Entre os documentários, o mais aguardado é sem dúvida "Becoming Chaz", que acompanha o processo de transição de uma pessoa que sempre esteve sob as luzes dos holofotes, Chaz Bono — que foi apresentada ao público americano quando era Chastity, uma garotinha loirinha, filha de Sonny e Cher. O documentário foi dirigido pela dupla Fenton Bailey e Randy Barbato, que já fez vários documentário bem pop e dirigiu o clássico "Party Monster".
O foco transgênero do Frameline 35 oferece ainda a oportunidade de ir mais a fundo na vida de personagens fascinantes "da vida real", tais quais a legendária atriz japonesa Miwa ou de Martina Navratilova, Renée, desde a época em que ela era o campeão de tênis Richard Raskind; rever, 30 anos depois, o clássico que inspirou Madonna, "Paris is Burning", de Jennie Livinsgtone, e compará-lo com o aspirante a cult "Leave it on the floor", de Sheldon Larry; e assistir à palestra que a curadora, cineasta e colecionadora de filmes Jenni Olsen fará sobre o assunto, com trechos de filmes que você não pode sequer sonhar que foram feitos algum dia, o que dirá em Hollywood. "Madame X", da Indonésia, mostra ainda como fazer um filme do gênero fantástico, muita afetação e purpurina, com alto teor político.
A programação com foco em transexuais é de fato arrebatadora, mas para mim a pérola dessa programação é um filme italiano pequeno, filmado em branco e preto. Vencedor do Teddy Award como melhor documentário, "A Boca do Lobo" mistura documentário com melodrama e conta a história verdadeira de Enzo e Mary, que reatam depois que Enzo cumpre a pena de 20 anos na prisão. O filme é uma lição de amor em todos os sentidos, a começar pelo fato de ter sido "encomendada" pela Fondazione San Marcellino, um ramo da irmandade jesuíta que desde 1945 ajuda os marginalizados e doentes em Gênova.

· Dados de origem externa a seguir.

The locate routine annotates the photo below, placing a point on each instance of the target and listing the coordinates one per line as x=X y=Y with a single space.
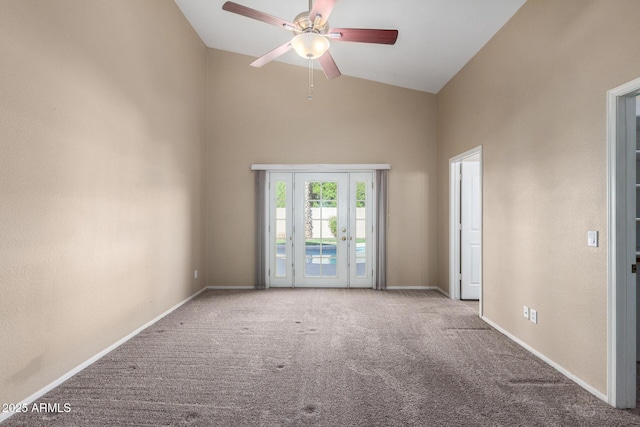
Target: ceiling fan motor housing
x=304 y=24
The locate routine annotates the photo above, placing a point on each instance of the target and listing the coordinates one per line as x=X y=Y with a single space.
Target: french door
x=321 y=229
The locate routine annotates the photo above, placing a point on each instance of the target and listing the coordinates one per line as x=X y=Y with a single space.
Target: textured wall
x=101 y=178
x=534 y=98
x=263 y=116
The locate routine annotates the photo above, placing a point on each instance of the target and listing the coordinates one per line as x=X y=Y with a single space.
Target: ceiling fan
x=312 y=34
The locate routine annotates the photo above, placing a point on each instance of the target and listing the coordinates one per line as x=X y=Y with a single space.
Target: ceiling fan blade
x=322 y=8
x=329 y=66
x=256 y=14
x=268 y=57
x=363 y=35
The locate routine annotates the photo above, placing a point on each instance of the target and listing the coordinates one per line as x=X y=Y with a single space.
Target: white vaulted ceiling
x=436 y=37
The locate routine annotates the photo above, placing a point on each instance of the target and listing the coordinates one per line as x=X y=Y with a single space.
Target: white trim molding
x=29 y=400
x=548 y=361
x=320 y=167
x=621 y=286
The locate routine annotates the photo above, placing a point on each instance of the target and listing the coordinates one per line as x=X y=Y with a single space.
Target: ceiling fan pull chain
x=309 y=97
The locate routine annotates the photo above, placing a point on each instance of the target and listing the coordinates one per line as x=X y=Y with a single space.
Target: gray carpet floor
x=322 y=357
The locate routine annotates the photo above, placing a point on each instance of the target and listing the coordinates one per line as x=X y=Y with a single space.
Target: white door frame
x=293 y=168
x=454 y=222
x=621 y=283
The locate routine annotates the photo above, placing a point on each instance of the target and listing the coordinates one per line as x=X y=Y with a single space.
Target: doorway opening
x=465 y=226
x=623 y=158
x=321 y=225
x=323 y=229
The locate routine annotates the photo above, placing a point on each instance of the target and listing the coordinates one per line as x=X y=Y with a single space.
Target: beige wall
x=263 y=116
x=534 y=98
x=101 y=178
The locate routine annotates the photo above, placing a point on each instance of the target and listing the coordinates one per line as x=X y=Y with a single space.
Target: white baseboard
x=548 y=361
x=29 y=400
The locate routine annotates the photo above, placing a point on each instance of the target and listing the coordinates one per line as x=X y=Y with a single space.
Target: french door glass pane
x=281 y=229
x=320 y=220
x=361 y=229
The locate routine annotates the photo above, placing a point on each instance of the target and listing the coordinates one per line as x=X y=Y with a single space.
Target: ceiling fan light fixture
x=310 y=45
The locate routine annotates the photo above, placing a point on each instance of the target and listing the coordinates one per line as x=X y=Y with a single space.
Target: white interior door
x=470 y=233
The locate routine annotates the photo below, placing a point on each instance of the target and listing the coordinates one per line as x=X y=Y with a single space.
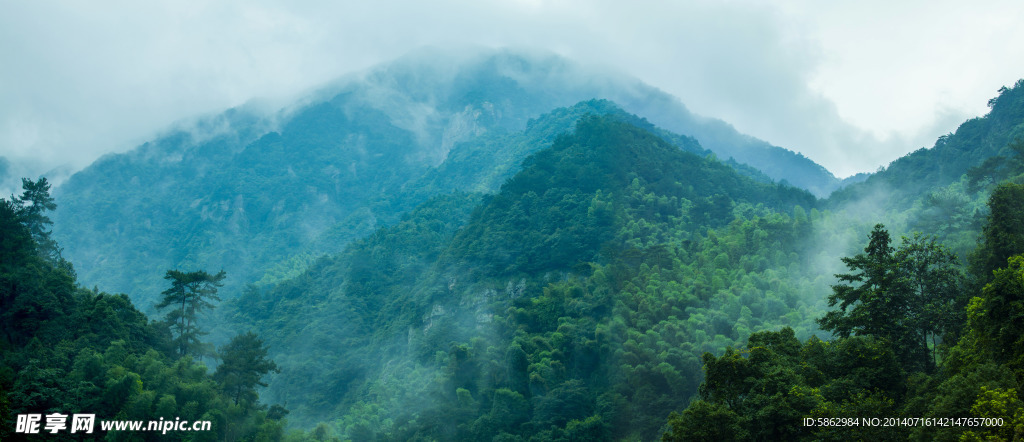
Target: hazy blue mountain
x=261 y=194
x=390 y=328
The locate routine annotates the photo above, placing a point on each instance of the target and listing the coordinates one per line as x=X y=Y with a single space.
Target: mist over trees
x=492 y=252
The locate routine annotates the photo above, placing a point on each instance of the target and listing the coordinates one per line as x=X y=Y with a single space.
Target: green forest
x=585 y=275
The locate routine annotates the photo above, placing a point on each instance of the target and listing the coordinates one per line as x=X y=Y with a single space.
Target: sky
x=851 y=85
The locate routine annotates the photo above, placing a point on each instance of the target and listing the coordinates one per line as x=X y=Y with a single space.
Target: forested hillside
x=67 y=350
x=481 y=248
x=262 y=195
x=557 y=309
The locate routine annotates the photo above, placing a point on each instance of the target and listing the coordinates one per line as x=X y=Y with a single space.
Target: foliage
x=70 y=350
x=188 y=295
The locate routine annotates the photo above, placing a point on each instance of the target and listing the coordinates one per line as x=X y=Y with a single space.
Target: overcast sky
x=851 y=85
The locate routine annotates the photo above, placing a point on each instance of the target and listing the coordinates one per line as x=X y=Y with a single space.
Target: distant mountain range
x=248 y=191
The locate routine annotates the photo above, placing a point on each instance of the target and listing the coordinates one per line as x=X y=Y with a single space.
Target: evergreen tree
x=905 y=296
x=33 y=205
x=189 y=294
x=244 y=365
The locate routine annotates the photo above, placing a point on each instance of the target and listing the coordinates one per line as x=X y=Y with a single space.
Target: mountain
x=261 y=195
x=547 y=306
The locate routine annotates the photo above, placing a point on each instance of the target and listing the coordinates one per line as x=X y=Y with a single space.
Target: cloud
x=851 y=86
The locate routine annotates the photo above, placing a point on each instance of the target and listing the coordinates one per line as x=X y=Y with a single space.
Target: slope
x=557 y=307
x=261 y=195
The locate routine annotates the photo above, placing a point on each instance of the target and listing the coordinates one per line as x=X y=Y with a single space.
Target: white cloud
x=850 y=85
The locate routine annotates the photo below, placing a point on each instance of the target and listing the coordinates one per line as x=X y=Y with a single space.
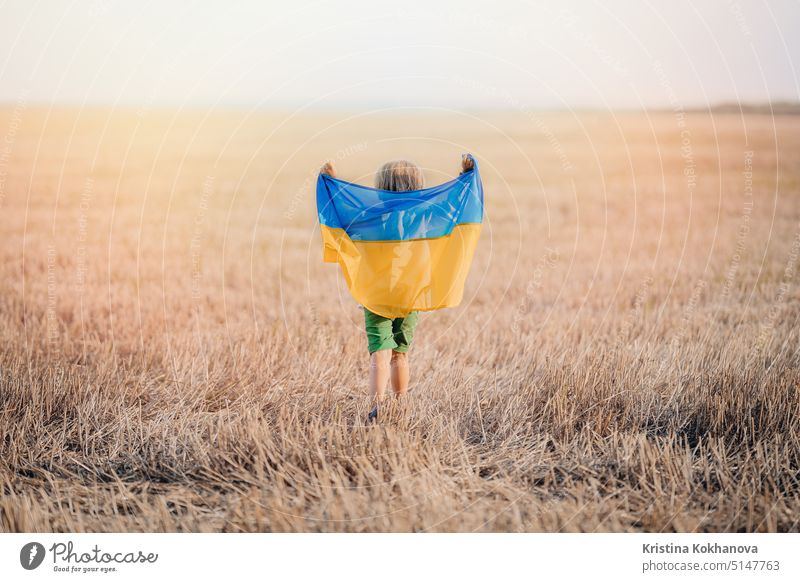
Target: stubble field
x=176 y=357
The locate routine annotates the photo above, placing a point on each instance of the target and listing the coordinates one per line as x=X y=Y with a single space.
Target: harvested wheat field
x=176 y=356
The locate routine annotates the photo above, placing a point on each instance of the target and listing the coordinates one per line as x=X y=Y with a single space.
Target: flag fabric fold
x=402 y=251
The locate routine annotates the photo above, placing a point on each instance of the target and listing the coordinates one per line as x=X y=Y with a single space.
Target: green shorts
x=389 y=334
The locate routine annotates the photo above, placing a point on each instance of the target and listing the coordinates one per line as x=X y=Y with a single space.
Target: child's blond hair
x=399 y=176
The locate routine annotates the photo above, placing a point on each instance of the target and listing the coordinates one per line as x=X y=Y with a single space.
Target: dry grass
x=175 y=356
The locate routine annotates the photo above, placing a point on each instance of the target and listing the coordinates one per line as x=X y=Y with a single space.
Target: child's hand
x=327 y=168
x=467 y=163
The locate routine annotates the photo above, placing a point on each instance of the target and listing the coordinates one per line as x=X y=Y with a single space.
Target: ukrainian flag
x=402 y=251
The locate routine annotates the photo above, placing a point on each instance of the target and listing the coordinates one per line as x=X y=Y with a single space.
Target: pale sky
x=354 y=54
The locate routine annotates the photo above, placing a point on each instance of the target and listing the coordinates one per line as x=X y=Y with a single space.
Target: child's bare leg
x=379 y=373
x=399 y=373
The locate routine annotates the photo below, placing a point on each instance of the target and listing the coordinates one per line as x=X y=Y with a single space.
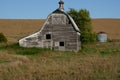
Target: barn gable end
x=59 y=32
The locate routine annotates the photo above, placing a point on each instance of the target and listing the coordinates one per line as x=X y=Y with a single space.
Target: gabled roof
x=69 y=17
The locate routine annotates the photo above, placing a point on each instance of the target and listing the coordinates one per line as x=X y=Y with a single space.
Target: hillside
x=110 y=26
x=98 y=61
x=16 y=29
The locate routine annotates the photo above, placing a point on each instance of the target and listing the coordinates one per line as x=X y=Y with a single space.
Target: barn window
x=61 y=44
x=48 y=36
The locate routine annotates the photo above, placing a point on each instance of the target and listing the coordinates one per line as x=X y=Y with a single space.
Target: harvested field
x=16 y=29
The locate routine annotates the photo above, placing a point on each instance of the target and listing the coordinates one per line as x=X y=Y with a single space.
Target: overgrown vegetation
x=83 y=21
x=2 y=38
x=98 y=61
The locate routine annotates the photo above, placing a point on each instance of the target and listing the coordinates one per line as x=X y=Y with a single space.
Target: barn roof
x=69 y=17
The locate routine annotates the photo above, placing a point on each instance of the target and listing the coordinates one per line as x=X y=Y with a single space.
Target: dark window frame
x=62 y=43
x=48 y=36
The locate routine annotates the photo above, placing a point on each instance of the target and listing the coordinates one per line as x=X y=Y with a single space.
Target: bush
x=3 y=38
x=88 y=37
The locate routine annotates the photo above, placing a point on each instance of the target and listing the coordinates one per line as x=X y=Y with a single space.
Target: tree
x=84 y=23
x=3 y=38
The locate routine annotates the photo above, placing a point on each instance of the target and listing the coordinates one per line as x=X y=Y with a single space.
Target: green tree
x=3 y=38
x=84 y=23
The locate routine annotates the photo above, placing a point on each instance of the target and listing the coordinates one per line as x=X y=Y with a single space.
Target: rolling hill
x=16 y=29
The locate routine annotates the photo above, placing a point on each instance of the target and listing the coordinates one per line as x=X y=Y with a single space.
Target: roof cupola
x=61 y=5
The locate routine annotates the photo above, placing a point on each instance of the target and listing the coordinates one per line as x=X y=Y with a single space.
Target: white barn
x=59 y=32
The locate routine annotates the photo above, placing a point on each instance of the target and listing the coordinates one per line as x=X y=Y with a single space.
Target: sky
x=40 y=9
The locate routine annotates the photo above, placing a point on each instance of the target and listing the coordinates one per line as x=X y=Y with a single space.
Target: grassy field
x=94 y=62
x=98 y=61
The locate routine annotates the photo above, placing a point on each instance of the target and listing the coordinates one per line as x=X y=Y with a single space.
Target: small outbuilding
x=102 y=37
x=59 y=32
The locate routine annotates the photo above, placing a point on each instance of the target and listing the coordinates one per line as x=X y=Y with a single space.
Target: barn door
x=48 y=44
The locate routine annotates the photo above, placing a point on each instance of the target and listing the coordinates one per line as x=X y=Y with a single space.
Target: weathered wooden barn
x=59 y=32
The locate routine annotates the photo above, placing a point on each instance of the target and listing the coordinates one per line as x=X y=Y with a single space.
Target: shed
x=59 y=32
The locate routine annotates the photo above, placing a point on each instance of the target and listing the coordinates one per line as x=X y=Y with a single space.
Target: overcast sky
x=40 y=9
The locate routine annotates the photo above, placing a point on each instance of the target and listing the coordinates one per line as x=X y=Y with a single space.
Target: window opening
x=61 y=44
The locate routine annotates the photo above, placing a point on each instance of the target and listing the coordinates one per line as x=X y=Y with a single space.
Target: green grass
x=99 y=61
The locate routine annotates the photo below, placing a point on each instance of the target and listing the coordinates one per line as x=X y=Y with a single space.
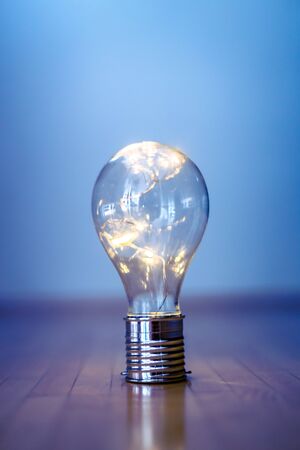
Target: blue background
x=80 y=80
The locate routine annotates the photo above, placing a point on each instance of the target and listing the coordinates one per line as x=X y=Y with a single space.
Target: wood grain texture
x=60 y=383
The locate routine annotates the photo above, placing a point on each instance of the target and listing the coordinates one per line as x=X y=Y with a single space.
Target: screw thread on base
x=155 y=349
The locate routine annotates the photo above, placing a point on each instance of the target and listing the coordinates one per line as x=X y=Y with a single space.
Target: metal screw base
x=154 y=349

Seja qual for a sua identidade de gênero ou orientação sexual, os filmes que integram o foco transgênero dessa edição do Frameline nos lembram como somos fortes e como podemos reinventar a vida e a nós mesmos, a qualquer momento.
* Suzy Capó é presidente da Festival Filmes, primeira distribuidora de filmes de temática LGBT no Brasil.